Travel to Greece came at the invitation of the Stavros Niarchos Foundation, which had organized a conference on philanthropy and sustainability (here’s the text of my talk). The Foundation constitutes the largest philanthropic organization in the country and from what I can tell it is doing remarkable work in helping the people of Greece deal with their ongoing economic crisis. Stavros Niarchos has spent $100 million so far on jobs-creating projects in technology innovation and cultural preservation, and has promised another $200 million for the years to come.

Since Stavros Niarchos generously offered to pay for a plane ticket for my wife Janet too, we decided to celebrate our 20th wedding anniversary by seeing some sights—which in Greece inevitably includes ruins—and spending some much-needed tourist dollars.

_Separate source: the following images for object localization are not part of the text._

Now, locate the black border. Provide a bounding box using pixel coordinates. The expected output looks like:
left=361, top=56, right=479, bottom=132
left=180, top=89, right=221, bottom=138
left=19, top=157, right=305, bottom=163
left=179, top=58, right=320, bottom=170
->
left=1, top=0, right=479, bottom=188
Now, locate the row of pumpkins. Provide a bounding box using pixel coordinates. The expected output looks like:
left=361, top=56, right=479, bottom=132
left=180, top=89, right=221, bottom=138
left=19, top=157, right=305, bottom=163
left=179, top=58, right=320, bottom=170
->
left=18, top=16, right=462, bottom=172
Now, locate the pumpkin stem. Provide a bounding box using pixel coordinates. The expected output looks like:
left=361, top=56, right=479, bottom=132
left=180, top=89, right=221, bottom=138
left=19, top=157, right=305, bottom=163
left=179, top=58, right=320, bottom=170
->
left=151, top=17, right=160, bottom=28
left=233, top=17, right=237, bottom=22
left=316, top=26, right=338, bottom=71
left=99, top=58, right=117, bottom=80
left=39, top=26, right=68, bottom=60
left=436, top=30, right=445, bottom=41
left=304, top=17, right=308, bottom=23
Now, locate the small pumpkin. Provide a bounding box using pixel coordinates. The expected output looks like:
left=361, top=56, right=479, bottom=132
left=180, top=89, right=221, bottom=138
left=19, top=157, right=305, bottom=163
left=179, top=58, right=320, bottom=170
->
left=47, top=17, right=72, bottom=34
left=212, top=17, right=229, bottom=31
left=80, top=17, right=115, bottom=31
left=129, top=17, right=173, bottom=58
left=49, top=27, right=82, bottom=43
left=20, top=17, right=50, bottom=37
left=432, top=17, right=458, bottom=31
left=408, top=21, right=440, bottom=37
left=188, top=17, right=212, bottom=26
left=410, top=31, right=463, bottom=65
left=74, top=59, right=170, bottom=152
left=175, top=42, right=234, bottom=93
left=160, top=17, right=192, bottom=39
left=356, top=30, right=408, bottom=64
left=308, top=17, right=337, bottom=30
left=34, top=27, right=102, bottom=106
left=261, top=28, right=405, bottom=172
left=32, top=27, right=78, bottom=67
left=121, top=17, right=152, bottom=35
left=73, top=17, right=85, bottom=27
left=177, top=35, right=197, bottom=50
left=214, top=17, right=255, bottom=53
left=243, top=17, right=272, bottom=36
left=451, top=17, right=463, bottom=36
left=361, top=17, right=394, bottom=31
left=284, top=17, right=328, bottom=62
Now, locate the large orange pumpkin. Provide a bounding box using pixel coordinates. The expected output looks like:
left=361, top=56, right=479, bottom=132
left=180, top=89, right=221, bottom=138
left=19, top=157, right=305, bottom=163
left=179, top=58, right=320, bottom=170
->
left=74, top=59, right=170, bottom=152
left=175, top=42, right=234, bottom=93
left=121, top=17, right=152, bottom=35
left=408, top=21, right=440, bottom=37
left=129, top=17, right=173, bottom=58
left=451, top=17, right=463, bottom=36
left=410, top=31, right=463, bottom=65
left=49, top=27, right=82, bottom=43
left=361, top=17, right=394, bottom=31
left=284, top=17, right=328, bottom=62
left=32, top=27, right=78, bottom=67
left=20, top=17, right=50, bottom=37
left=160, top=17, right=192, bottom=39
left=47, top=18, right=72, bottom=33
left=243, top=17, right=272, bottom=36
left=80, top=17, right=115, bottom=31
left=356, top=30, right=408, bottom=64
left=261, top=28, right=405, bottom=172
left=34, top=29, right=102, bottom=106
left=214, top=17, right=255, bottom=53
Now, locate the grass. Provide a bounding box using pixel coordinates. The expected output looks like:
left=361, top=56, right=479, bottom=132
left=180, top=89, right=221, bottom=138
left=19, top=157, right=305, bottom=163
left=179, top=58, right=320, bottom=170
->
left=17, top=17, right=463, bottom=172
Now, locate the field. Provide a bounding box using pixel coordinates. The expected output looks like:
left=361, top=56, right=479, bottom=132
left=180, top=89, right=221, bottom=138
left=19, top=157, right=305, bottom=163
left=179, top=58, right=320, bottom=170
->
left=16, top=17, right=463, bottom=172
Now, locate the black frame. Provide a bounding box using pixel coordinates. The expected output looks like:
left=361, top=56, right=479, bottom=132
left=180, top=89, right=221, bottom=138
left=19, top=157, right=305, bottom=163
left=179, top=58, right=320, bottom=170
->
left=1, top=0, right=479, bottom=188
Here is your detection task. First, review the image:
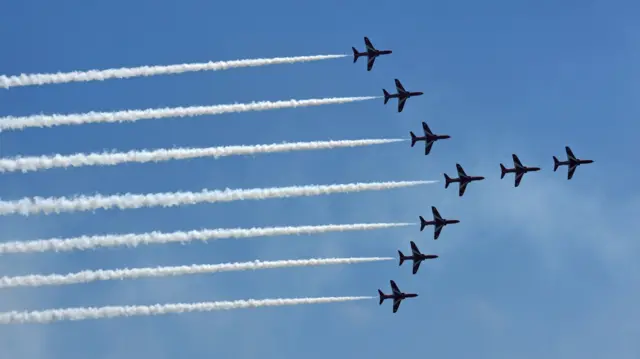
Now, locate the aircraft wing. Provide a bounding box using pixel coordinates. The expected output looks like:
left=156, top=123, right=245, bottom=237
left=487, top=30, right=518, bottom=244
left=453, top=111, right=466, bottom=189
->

Over its long history, Greece has certainly seen spectacular ups and downs, with its better moments providing the cultural underpinnings of western civilization. Sitting and strolling among the fallen pillars of the Acropolis and the Agora—where Socrates, Plato, and Aristotle hung out with their respective flocks of disciples, drinking the ancient equivalent of espresso while discussing truth, beauty, and good governance—couldn’t help but put me in a philosophical mood. These ancient people built in stone and inscribed their ideas on tablets. Yet how fragile their achievements proved to be in the face of economic decline and the onslaughts of invaders. In comparison, our vastly greater modern material achievements (thanks to the power of fossil fuels) have been expressed in buildings with an average 50-year life expectancy, and with writings preserved on media that reliably self-destruct in practically no time at all. What will we leave behind?